Using the visual display, these can be easily inspected further via the group view and further refined by click and MeSH term analysis. In our example, a move over with the mouse highlights the MESH terms for each publication and at a quick glance one can determine that one subgroup displays MESH terms related to ‘virus’, whereas another links to ‘human’

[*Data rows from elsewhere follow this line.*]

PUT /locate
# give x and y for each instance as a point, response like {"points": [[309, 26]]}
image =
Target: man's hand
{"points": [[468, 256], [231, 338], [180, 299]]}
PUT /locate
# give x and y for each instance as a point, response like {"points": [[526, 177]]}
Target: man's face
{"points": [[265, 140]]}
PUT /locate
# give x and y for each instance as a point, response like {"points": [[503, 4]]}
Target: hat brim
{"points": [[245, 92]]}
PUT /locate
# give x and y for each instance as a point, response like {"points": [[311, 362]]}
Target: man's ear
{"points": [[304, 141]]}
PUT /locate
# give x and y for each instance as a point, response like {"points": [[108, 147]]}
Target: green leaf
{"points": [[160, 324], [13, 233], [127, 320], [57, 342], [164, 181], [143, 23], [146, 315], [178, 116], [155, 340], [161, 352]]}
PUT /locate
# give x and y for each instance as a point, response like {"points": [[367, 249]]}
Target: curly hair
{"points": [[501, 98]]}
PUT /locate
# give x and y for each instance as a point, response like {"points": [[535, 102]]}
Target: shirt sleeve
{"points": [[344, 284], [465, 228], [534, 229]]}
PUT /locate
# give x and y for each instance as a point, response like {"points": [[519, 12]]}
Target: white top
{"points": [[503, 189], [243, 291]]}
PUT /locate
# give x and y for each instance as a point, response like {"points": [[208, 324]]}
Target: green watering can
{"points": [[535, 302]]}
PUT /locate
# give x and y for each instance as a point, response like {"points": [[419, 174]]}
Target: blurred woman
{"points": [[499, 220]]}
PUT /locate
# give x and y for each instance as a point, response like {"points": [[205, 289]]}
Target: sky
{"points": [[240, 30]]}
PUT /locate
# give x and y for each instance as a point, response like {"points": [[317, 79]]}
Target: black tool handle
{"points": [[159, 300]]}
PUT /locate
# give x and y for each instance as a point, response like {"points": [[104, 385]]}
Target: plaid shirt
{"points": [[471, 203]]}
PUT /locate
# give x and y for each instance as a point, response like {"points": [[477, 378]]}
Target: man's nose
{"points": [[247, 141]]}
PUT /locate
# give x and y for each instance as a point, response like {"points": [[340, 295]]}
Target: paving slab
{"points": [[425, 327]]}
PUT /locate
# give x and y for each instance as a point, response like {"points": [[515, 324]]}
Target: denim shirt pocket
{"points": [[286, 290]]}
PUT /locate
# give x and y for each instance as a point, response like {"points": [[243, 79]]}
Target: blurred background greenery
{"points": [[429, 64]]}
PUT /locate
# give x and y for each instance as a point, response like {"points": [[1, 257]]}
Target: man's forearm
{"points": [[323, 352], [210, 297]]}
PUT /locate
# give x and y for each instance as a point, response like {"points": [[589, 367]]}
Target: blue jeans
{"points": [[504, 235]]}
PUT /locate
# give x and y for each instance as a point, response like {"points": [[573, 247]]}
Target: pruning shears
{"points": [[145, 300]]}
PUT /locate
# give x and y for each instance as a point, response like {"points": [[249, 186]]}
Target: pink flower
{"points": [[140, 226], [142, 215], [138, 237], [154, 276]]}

Visualisation of MeSH term clusters within a MeSH term group

Loose clustering into MeSH term groups

Next to the first observation based on a visual inspection with distinct inner group clustering based on the example within the ‘hydrogen bond’ group of publications,  the weak protein interaction group (249) displays a loose broad clustering indicating the broader field of crystallographic research published under these MeSH headings. Consequently, the co-occurence of likewise MeSH terms is less pronounced and the structure within this group is widely spread.

Neighboring MeSH terms

We can now cross examine MeSH term groups across the ”Phenomena and processes’ network in search for combinations of MeSH terms: using the dropdown menu individual MeSH terms can be highlighted and inspected, for example in relation to the two large groups used as examples previously. When choosing the MeSH term ‘Enzyme Activation’ under ‘Phenomena and Processes’, this term covers only a few labelled publications. Of interest is one hit in the group best described as ‘weak protein interaction’ inspected via the browser to the left for more details like publication link, Structure ID and, further MeSH terms.

Summary

These network displays allow for an additional and alternative analysis of MeSH terms and their proximity to each other by co-occurrence analysis of the primary publications. In addition to the hierarchical MeSH browser, this facilitates the quick visual analysis of the vicinity of different MeSH terms within 15 distinct network groups.

Both, exploring MesH terms based on a ‘top down’ approach from a group (dense or broad) to individual MESH term level, or ‘bottom up’ by starting with a less frequent MeSH term and subsequently exploring clusters around it, yield a fresh view and allow for new insights into the relation of MeSH terms while analysing the primary publications on protein structure literature.